But most states indicated that very little sampling of flowback water was currently being done, because there wasn’t much water coming from the wells. Arkansas Oil and Gas Commission Director Larry Bengal said the shale plays under his state were dry with very little brine, and no sampling work was required. Hal Fitch, geological survey director for the Michigan Department of Environmental Quality said his state was in the same boat.

“It would probably be a good idea to get some generic sampling of the [flowback water] so that we know at least generically what we’re dealing with,” Fitch said. “But I really don’t see a cause for sampling every flowback.”

West Virginia Department of Environmental Protection Secretary Randy Huffman said there were no surface discharges of flowback water in his state.

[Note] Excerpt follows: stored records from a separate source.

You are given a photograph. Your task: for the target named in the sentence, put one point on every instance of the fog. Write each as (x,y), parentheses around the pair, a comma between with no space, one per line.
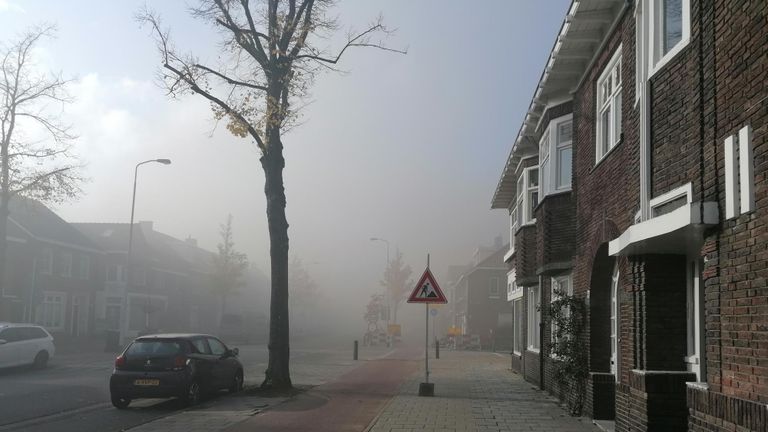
(408,148)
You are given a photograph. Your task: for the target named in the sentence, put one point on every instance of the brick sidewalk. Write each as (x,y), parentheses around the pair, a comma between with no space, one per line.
(475,391)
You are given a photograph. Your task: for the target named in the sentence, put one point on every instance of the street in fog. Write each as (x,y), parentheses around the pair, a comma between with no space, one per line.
(72,394)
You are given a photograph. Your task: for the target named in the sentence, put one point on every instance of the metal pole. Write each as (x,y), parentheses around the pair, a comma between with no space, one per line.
(426,345)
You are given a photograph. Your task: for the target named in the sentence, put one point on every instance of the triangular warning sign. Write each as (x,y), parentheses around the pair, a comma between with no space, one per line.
(427,290)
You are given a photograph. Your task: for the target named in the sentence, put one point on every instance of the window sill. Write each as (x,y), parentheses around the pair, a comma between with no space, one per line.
(659,65)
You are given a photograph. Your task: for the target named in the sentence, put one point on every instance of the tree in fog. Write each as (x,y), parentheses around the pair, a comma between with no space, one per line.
(269,55)
(397,282)
(304,294)
(36,161)
(229,267)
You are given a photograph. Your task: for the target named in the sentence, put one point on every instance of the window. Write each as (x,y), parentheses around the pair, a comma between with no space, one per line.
(51,313)
(66,264)
(84,267)
(560,285)
(217,348)
(693,307)
(512,228)
(608,125)
(667,30)
(555,156)
(534,318)
(527,195)
(517,309)
(46,261)
(493,289)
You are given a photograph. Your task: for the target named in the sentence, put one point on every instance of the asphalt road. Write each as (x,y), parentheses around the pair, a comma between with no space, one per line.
(72,394)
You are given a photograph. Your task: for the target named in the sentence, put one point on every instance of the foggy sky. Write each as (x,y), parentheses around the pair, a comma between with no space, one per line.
(408,148)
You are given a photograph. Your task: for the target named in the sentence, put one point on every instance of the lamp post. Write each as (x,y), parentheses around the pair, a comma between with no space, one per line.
(386,288)
(130,244)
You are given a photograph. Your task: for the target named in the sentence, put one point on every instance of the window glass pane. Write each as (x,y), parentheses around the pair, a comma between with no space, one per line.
(564,132)
(673,23)
(533,178)
(564,164)
(605,131)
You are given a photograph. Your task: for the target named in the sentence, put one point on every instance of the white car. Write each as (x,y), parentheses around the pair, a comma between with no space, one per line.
(25,344)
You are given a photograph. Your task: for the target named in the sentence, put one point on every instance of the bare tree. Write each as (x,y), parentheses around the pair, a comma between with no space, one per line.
(268,59)
(229,266)
(397,282)
(35,146)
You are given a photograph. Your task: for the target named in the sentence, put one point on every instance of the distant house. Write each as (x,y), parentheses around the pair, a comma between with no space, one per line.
(53,271)
(479,298)
(168,288)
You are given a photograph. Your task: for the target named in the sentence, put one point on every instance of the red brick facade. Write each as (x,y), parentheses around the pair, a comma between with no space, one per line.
(713,87)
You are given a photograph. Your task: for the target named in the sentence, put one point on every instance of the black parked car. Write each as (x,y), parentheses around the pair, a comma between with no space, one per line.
(174,365)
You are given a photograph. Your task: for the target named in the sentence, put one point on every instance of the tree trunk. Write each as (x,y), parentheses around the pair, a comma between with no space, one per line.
(277,375)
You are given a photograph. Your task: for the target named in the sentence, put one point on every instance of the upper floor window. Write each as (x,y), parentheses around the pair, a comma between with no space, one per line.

“You can never argue with the collection of data for research purposes,” Huffman said. “In the regulatory world, that analytical data would be required if there were some kind of treatment and disposal taking place. In our case, we don’t have any surface discharge of any frack water. We recycle a large chunk of water and when it gets too contaminated it is put into deep well injection, which requires no analytical [study].”

Pennsylvania Department of Environmental Protection Secretary Michael Krancer said there were no surface discharges in his state either.

“We do have several facilities that perform off-site recycling,” Krancer said. “They take samples with every truckload that comes in and are generating a database. These are zero discharge facilities, so of course they have a reason to sample the flowback water because they have to gear up their particular treatment processes.”

During Thursday’s meeting Deutch said he was concerned that state regulators had followed industry officials — who met with the committee on Wednesday — in being overly optimistic about the hydraulic fracturing debate.

“There is a significant public concern about a few issues,” Deutch said. “To say ‘everything is OK,’ simply doesn’t meet our requirements. There’s a big mismatch between the message that’s been put in my hand and the general tone that I’m hearing. We’re searching for measures that are real and would contribute to improving [the industry].

“Quite frankly, we want to find some real things to do.”